Bello argues that “what developing countries and international civil society should aim at is not to reform the WTO but, through a combination of passive and active measures, to radically reduce its power and make it simply another international institution co-existing with and being checked by other international organisations, agreements and regional groupings… It is in such a more fluid, less structured, more pluralistic world with multiple checks and balances that the nations and communities of the South will be able to carve out the space to develop based o­n their values, their rhythms, and the strategies of their choice.”
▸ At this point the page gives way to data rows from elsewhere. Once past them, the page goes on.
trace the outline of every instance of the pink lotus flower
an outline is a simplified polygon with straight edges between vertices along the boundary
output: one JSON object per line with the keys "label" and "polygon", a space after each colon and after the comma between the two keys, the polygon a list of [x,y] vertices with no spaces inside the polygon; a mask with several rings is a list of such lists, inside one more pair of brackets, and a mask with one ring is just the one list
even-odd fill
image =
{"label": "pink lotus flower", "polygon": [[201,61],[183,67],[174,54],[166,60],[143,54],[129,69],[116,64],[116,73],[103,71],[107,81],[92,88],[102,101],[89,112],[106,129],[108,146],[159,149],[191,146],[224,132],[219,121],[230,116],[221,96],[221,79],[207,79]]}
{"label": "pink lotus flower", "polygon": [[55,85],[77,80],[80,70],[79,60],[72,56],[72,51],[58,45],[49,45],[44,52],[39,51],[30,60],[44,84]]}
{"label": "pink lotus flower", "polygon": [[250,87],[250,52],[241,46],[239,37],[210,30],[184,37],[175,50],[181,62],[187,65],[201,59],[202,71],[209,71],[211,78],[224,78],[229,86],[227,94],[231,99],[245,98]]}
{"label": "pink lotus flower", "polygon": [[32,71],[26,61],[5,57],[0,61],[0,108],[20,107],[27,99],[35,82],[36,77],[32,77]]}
At the abortive WTO meeting in Seattle in 1999, Bello played a leading role in the teach-ins around the protest events and was later beaten up by the Seattle police. He was detained again by the Italian police and nearly run over by a police car at the 2001 G-8 summit in Genoa. He also played a key role in civil society circles in elaborating the strategy to derail the WTO Ministerial in Cancun in September 2003.

He has also played a leading role as an environmentalist, and is former chairman of the board of Greenpeace Southeast Asia. His 1998 book A Siamese Tragedy, documenting the environmental destruction of Thailand, became a bestseller there and won praise from former Thai Prime Minister Anand Oanyarachun. It received the Chancellor’s Award for best book from the University of the Philippines in 2000.

Bello has campaigned for years for the withdrawal of US military bases in the Philippines, Okinawa and Korea, and has helped set up several regional coalitions dedicated to denuclearisation and demilitarisation, and a new kind of security plan based o­n meeting people’s needs.

After September 11 2001, he was a leading voice from the South urging the USA not to resort to military intervention – which he believed would exacerbate the problem – but to tackle the root causes of terrorism in poverty, inequality, injustice and oppression. In March 2002, he led the peace mission to the southern Philippine island of Basilan, where the US army recently sent their special forces. He was also o­ne of the leaders of a peace mission of Asian parliamentarians and civil society activists that visited Baghdad in March 2003 in a last-ditch effort to stop the US invasion of Iraq.

Bello’s current and immediate past roles include:

National Chair Emeritus and National Chair of the party Akbayan, o­ne of the fastest growing parties in the Philippines, which has two members in the National Assembly. Professor of sociology and public administration at the University of the Philippines. Executive director of Focus o­n the Global South. Member and former Chair of the board of Greenpeace South East Asia. Visiting Professor in Southeast Asian Studies at the University of California at Los Angeles. Board member of Food First, the International Forum o­n Globalisation, and the Transnational Institute. Bello has won praise for his writing, as the author or editor of 11 books o­n Asian issues and a range of articles, notably American Lake: The nuclear peril in the Pacific (1984) (co-authored with Peter Hayes and Lyuba Zarsky), People and Power in the Pacific (1992), Dark Victory: The United States and Global Poverty (1999), Global Finance: Thinking o­n regulating speculative capital markets (2000) and The Future in the Balance: Essays o­n globalisation and resistance (2001). He won the New California Media Award for Best International Reporting in 1998. The Belgian newspaper Le Soir recently called Bello “the most respected anti-globalisation thinker in Asia”.